Voici quelques éléments clés du programme :
- Avant même la conception d’une activité :
- Prenez contact avec des organismes culturels ou communautaires pour cerner les besoins.
- Passez du temps avec la communauté sélectionnée.
- Testez l’activité avec des familles avant de la commercialiser :
- Allez au-delà des objectifs éducatifs, pensez au bien-être des familles.
- Privilégiez l’enregistrement des discussions au lieu de la prise de note afin que les participants aient le sentiment d’être écoutés.
- Prévoyez une compensation pour les familles participantes.
- Un mot : rétroaction !
- Impliquez plusieurs départements du musée dans le processus. Tout le monde peut participer à l’amélioration d’une activité ou d’un programme.
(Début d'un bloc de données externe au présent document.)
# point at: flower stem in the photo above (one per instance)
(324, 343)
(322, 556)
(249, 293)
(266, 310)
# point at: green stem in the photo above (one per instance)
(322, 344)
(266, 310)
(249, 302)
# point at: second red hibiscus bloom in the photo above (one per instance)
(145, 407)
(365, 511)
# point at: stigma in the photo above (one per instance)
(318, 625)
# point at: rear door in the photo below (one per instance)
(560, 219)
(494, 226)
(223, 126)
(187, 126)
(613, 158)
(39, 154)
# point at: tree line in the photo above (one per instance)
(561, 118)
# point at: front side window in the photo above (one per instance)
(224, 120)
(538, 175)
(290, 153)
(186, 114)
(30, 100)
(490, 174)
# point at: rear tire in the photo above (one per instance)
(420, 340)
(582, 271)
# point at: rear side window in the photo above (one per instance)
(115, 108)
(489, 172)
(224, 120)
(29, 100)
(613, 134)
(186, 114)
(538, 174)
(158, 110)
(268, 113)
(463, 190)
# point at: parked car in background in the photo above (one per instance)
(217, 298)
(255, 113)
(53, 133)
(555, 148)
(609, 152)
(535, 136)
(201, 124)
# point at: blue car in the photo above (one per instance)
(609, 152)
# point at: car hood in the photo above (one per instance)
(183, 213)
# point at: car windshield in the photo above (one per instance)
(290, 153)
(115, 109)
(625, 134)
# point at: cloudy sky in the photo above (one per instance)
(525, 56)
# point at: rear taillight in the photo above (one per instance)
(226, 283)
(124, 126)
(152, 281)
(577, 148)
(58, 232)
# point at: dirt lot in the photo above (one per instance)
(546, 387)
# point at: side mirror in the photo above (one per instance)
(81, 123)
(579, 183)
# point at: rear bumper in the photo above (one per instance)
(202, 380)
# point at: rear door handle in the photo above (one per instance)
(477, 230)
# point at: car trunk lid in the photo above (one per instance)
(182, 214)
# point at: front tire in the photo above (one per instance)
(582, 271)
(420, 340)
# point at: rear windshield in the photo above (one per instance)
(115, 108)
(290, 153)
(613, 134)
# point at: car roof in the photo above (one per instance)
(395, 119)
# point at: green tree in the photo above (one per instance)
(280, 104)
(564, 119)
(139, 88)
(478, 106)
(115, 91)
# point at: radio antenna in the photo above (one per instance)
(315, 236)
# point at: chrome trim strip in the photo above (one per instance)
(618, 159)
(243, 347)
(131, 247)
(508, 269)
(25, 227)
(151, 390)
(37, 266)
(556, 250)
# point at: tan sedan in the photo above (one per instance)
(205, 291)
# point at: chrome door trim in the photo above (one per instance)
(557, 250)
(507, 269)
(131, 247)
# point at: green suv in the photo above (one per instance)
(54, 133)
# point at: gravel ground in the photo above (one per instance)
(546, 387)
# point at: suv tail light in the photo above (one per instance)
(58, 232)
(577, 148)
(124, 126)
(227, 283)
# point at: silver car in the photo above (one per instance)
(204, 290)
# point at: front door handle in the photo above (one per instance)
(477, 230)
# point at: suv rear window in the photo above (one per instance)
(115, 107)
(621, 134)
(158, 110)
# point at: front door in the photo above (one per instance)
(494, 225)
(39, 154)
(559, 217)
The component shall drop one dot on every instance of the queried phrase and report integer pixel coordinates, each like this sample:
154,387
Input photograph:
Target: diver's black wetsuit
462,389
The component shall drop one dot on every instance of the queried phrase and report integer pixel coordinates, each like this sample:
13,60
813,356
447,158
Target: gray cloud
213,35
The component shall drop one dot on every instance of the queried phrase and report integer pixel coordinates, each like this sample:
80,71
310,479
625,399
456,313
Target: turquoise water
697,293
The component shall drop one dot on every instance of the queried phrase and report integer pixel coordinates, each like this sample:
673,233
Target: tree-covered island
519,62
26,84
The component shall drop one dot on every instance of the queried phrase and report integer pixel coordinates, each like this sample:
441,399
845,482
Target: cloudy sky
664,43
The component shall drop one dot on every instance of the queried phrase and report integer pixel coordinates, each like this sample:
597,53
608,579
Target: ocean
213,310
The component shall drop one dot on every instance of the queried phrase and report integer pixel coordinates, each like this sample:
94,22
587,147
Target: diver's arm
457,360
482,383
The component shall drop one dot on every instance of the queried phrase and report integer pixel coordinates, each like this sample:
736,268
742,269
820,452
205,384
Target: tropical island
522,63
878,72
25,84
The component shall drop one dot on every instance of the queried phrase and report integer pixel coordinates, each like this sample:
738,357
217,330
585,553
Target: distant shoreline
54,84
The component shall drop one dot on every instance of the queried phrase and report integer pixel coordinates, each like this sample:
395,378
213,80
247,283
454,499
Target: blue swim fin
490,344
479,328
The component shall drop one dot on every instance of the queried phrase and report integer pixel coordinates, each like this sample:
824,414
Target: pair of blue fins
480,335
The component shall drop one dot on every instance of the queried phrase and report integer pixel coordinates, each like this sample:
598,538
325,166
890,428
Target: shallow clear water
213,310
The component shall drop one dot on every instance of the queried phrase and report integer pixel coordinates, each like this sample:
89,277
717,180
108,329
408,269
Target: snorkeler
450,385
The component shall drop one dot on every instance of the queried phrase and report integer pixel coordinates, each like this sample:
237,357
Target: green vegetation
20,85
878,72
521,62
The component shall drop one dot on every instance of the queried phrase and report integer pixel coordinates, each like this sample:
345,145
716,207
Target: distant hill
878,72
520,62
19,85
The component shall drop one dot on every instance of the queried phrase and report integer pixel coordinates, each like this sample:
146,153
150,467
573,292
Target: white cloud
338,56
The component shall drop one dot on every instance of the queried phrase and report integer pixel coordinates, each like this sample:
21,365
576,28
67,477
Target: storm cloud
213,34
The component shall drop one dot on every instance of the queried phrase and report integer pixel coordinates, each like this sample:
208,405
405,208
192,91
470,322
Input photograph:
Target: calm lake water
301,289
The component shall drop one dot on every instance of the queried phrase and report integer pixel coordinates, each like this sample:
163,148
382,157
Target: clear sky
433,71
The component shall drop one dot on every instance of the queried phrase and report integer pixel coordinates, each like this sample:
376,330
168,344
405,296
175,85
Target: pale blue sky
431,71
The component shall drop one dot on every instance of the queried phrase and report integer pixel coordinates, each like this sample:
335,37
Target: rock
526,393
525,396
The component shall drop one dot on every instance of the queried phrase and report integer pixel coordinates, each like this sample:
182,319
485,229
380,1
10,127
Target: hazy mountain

- Retournez voir la communauté pour vous assurer de bien comprendre leur point de vue.
- Évaluez l’activité fréquemment.
- Demandez l’avis des partenaires communautaires.
Les couleurs de l’Ukraine
La chercheuse Tetyana Lewińska de l’Université de Varsovie, en Pologne, s’est intéressée à l’accueil des réfugiés ukrainiens en Caroline du Nord. En collaboration avec le Kidzu Children’s Museum, elle a développé un programme pour aider les nouveaux arrivants à s’intégrer dans la communauté. Mme Lewińska a mis en place des activités en appliquant le concept de « Sensibilité interculturelle » qui réfère à la volonté, à la capacité et aux émotions nécessaires pour comprendre des personnes d’horizons différents. Cette approche est d’autant plus importante pour déchiffrer et accepter les valeurs des nouveaux arrivants, mais pour avoir également un regard sensible et attentif envers des enfants qui ont vécu des traumatismes.
Créé à l’été 2022, le programme Les couleurs de l’Ukraine proposait de créer de l’artisanat aux couleurs identitaires du pays. Les ateliers étaient proposés dans la langue maternelle des participants et en anglais. Les activités s’adressaient également aux parents afin de favoriser l’intégration complète de la famille.
À la suite de cette expérience, Mme Lewińska a développé des recommandations et des outils pratiques qui sont bénéfiques non seulement pour ce groupe de réfugiés d’Ukraine, mais qui pourraient également être appliqués dans différents groupes et communautés minoritaires. En voici quelques-uns :
1. Préparer un diagnostic des besoins : ajuster le programme et l’horaire des activités en fonction des besoins spécifiques du groupe. L’implication des représentants locaux de la diaspora ou des immigrants parlant la langue maternelle aide à ce processus.
2. Utiliser différentes ressources : recourir activement au soutien et à l’expérience pratique des organisations professionnelles, des centres de formation et d’éducation. Les ressources universitaires, les bibliothèques et les outils en ligne sont également une source intéressante d’informations.
3. Bâtir des activités durables : construire des relations prend du temps, alors abordez cela comme un marathon plutôt qu’un sprint. Planifiez les activités futures et maintenez le contact avec le groupe.
Mme Lewińska rappelle que parmi les nouveaux arrivants, il peut y avoir des personnes qui ont été victimes de violence armée directe, sont venues des territoires occupés, peuvent avoir vécu une expérience de traumatisme psychologique ou vivent actuellement la perte ou la maladie d’êtres chers. Si nécessaire, demandez l’avis d’un expert.
Ces initiatives d’inclusion ont eu un impact non seulement sur les familles bénéficiaires et les éducateurs, artistes et autres prestataires de services, mais aussi sur les musées eux-mêmes. En fin de compte, ces services créent un changement institutionnel positif et un engagement communautaire. L’empathie et l’enthousiasme font partie intégrante de la vie quotidienne et des opérations de chaque musée.
*Fondée en 1962, avec plus de 460 membres dans 50 états américains et 19 pays, l’ACM est la première société professionnelle au monde à soutenir et défendre les musées pour enfants.